For adults the RDA for vitamin E is 15 IU per day, and I think this is
too low to provide an adequate protection for LDL. One should also
consider that very strong individual variations exist in absorption of
vitamin E and its incorporation into LDL. Furthermore, the oxidative
stress situation of individuals is variable.
So far, no consensus exists on the optimal dose of vitamin E. Professor
Fred Gey from the University of Bern (Switzerland) recommends a plasma
vitamin E level of around 30 micro molar. Such a level can perhaps be
reached by most persons with an intake of about 100-200 IU per day.
Finally, I want to say that we must not only think of vitamin E but also
on all other antioxidant nutrients, such as vitamin C, beta-carotene,
selenium and perhaps others, such as flavonoids. In our body these
antioxidants usually act in a concerted and synergistic way and only an
optimal balance of all of them will ensure, at least in my opinion, an
optimal health.
Passwater: Several scientists that I have interviewed in this
series have mentioned that they have followed your lead in researching
the role of antioxidant nutrients in protection against heart disease.
What additional information have they added?

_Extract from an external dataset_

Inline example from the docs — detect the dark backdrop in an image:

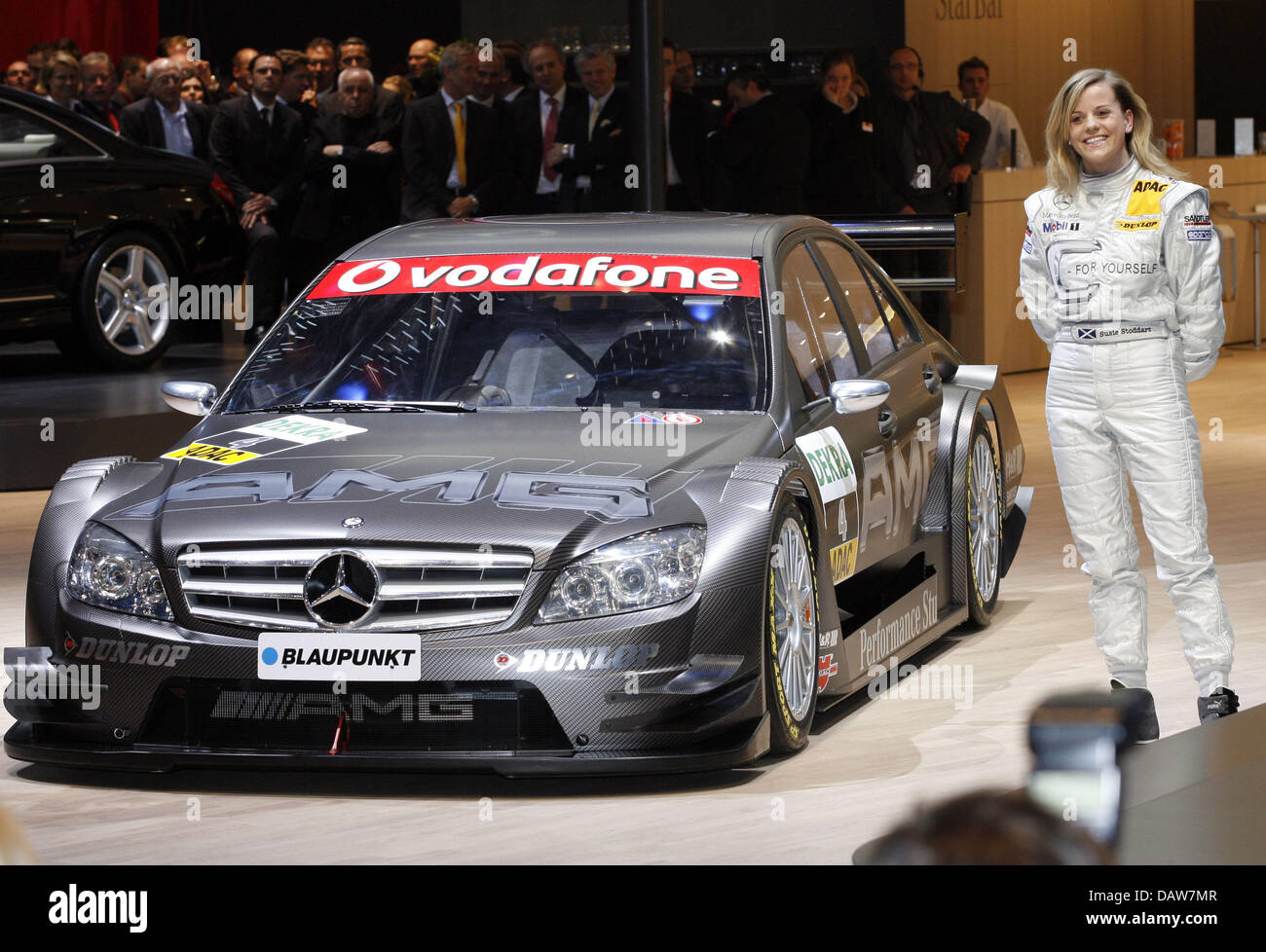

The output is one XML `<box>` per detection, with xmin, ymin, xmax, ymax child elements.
<box><xmin>1186</xmin><ymin>0</ymin><xmax>1266</xmax><ymax>156</ymax></box>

Esterbauer: This is a very kind comment by them. During this
interview I have already mentioned several prominent scientists who
contributed much more to the LDL oxidation theory of atherosclerosis
than I did. Our major contribution, perhaps, was that we introduced
quantitative clinical-chemical assays, which enable us and others to
measure oxidation resistance of LDL and the protective effect of
antioxidants. We have now so many biochemical and epidemiological
evidence in support of the oxidation theory, what we need is a support
by experimental animal studies, clinical studies and intervention
trials. I want to mention in this context the work by Dr. Anthony
Verlangieri from the University of Mississippi, who showed that in
primates vitamin E is prophylactically and therapeutically effective in
atherosclerosis. [11,12]
Dr. Jan Regnstrom from the Karolinska Institute in Stockholm studied the
oxidation resistance of LDL in survivors of myocardial infarction and
found a significant inverse correlation between severity of coronary
atherosclerosis and oxidation resistance of LDL. [13]
Finally, I want to address again the important work by Professor Daniel
Steinberg from the University of California, San Diego. He organized and
chaired a round table consensus conference on antioxidants in prevention
of human atherosclerosis, which was supported by the National Heart,
Lung and Blood Institute in September 1991 in Bethesda, MD. The summary
of the Meeting was published, and I quote from this paper, "It was
the consensus that the evidence available justify a clinical trial of
natural antioxidants." [14]
Passwater: What will you be investigating about this relationship
next?
Esterbauer: As I mentioned earlier, the efficacy of vitamin E to
protect LDL against oxidation varies strongly between individuals, and
we investigate presently the underlying reasons. Perhaps, genetic
factors play an important role besides dietary factors. Another project
of my group deals with the development of ELISAs (enzyme linked
immunosorbent assay) for measuring oxidized LDL and other proteins
damaged by oxygen radicals and lipid peroxidation in plasma, tissue and
single cells. As you know, many researchers believe that oxidative
stress is a major cause of many diseases. If this is so, assays to
measure oxidatively damaged proteins should have a prognostic and
diagnostic value.
Passwater: Thank you Professor Esterbauer for your lucid
explanations in explaining your research to us.